Quizás uno de los principales motivos por los que sufrimos sea el sentimiento de pérdida. es más, podríamos reducir el terreno del sufrimiento a esa única razón. Como ejercicio simple, piensa en un momento en el que hayas sufrido intensamente, y luego recuerda cuál es la pérdida en dicho caso. Uno de nuestros primeros llantos desconsolados se debe a que, en medio de la lógica egocéntrica de los primeros días - y que luego puede perpetuarse, como muchos de nosotros sabemos y conocemos de casos cercanos - sentimos que hemos perdido para siempre a la persona que nos da calor, alimento y cuidado. Hasta que la volvemos a ver, y todo vuelve a la normalidad. Luego, nos resentimos cuando nos dejan, porque, literalmente, nos han abadonado, aunque sea por algunos minutos, pero abandono al fin y al cabo. Y el abandono es una pérdida. Luego lloraremos porque perdimos un partido, perdimos una oportunidad que esperamos mucho tiempo, perdimos la amistad de alguien que nos falló o a quien fallamos, perdimos el amor de la persona con la que pensamos compartir la vida, y perdimos a quien perdió la vida cuando nos había prometido - sin hacerlo - que eso no pasaría jamás.


La lógica de la pérdida nos acompaña hasta el cansancio. Incluso, cada vez que tomamos una decisión, sea la que sea, por más trivial que resulte, estamos perdiendo cada una de las otras infinitas posibilidades de actuar. Y como tal, infinitas pérdidas potencialmente podrían embargarnos. Luego, la opción de la quietud completa sería una buena alternativa. Nunca más decidir significaría nunca más perder. Si no decido ser tu amigo, no corro el riesgo de perder tu amistad cuando me falles. Si no decido tener una pareja evito la posibilidad de perder ese amor tras un engaño, o tras muchos años, perderlo porque la muerte que suele tener sus propios parámetros de justicia, decide llevarse a uno antes que al otro.

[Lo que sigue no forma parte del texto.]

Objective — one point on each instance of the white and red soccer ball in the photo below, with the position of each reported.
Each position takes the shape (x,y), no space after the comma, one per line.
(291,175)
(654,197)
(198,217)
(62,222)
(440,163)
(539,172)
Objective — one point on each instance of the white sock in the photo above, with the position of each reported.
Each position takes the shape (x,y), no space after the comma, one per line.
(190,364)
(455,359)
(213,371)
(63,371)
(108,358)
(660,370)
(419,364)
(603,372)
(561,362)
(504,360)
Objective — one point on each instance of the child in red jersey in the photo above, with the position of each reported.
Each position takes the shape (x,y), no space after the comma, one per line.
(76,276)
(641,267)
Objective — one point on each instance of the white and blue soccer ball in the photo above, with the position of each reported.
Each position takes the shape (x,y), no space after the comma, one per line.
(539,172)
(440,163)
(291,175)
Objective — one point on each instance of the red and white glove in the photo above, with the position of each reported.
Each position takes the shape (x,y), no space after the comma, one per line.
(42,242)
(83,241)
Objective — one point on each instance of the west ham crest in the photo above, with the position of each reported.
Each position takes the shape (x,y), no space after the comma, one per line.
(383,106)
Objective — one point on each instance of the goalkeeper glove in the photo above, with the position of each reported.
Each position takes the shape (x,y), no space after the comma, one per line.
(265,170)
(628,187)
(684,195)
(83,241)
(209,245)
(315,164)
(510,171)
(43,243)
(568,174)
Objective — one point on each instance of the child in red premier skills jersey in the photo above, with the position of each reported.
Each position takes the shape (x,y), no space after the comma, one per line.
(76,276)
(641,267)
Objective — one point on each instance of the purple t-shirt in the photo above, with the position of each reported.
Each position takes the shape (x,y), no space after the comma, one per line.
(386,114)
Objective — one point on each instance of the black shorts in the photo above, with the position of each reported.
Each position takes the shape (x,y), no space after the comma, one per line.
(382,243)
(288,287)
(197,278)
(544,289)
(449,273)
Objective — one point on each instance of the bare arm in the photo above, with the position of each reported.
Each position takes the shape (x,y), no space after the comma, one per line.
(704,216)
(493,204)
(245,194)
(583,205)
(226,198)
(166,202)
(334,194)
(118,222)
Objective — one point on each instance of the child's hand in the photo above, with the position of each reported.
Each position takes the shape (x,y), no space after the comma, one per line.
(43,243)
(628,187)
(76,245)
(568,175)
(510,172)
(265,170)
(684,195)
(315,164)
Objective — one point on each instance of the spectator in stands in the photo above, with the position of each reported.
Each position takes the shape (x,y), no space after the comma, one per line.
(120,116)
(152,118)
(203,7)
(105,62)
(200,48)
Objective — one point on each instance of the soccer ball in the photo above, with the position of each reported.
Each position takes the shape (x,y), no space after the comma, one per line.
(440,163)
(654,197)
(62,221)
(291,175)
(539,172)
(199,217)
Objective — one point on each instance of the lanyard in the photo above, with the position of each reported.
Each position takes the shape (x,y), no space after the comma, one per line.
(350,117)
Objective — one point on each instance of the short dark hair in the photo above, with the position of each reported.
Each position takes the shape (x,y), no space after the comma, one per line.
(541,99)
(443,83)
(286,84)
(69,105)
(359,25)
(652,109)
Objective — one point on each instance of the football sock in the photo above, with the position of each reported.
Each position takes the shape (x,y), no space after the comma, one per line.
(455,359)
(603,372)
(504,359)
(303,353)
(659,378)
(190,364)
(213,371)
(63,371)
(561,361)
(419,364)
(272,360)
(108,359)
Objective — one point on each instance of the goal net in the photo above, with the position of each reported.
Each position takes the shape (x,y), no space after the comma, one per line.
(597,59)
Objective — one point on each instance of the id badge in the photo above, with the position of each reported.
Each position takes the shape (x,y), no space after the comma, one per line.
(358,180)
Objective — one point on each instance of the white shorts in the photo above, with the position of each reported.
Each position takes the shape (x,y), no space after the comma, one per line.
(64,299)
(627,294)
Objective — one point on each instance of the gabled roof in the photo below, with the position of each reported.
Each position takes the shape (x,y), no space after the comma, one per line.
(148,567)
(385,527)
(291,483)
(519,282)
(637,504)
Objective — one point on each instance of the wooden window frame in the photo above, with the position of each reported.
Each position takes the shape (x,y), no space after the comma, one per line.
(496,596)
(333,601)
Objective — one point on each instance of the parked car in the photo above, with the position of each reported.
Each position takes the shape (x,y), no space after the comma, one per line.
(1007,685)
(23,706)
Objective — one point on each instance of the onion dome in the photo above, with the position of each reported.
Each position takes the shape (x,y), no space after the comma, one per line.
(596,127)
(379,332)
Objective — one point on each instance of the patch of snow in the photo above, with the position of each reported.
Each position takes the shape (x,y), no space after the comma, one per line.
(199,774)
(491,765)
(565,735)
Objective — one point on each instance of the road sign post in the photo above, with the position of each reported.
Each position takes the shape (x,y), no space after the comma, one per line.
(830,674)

Pero no podemos darnos ese lujo.

Ahora piensa en una especie de mapa de rutas, pero un mapa grande, completo, lleno de pasajes, calles y avenidas. Infinitas vías, todas completamente entrecruzadas, muy desordenadas, como en aquellos distritos donde las calles no son rectas, sino curvas y con gracia. Una vez planteado el escenario, es necesario ubicarse en él, así que encuentra el mejor punto. Y ponte a caminar.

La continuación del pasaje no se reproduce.